In the past we generally accepted that what we read in newspapers or heard on news bulletins was reasonably close to the truth, although the smart people have always been aware that every paper has a specific political agenda and that any story needs to be read with that bias in mind. But, now we have reached a stage where completely false stories are pumped out, with social media channels being the chief way of ensuring they spread like wildfire.

The European Commission (EC), according to an article published in Techcrunch, has announced that it is going to use blockchain technology in a bid to combat the spread of ‘fake news’ and its press release said it has “identified blockchain as a critical part of what it will call the Code of Practice on Disinformation, which it intends to introduce by summer 2018.”
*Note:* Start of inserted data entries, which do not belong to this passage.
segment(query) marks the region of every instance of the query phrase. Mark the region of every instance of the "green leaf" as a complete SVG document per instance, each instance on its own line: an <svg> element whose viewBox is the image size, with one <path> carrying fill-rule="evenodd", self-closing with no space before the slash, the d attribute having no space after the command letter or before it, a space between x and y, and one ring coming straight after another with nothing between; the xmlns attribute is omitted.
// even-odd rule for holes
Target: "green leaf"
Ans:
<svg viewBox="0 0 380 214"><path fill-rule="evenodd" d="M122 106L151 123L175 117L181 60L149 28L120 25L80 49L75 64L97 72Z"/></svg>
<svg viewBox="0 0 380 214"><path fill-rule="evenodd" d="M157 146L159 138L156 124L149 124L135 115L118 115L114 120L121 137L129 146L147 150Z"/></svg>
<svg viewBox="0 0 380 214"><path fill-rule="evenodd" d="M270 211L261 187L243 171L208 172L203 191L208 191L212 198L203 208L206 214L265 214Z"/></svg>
The announcement also stated that blockchain is, “one of emerging technologies which are changing the way information is produced and disseminated, and have the potential to play a central role in tackling disinformation over the longer term.”

The EC points to the fact that DLT can aid the transparency, reliability and traceability of news on the Internet. It said:

“Innovative technologies, such as blockchain, can help preserve the integrity of content, validate the reliability of information and/or its sources, enable transparency and traceability, and promote trust in news displayed on the Internet. This could be combined with the use of trustworthy electronic identification, authentication and verified pseudonyms…”

The commission’s next step is to develop the EU-wide Code of Practice on Disinformation that will be published by July 2018.

This represents a new application of blockchain technology in a very important arena – that of the news media. We cannot underestimate the value of once again being able to know that information has been verified and sources checked. And those who claim that certain stories are ‘fake news’, as POTUS frequently does, will find it harder to do so. This could change voters’ views in elections, as well as of government policies, in the coming years. We will be able to trace the trail of truth and lies, and that will be a good thing.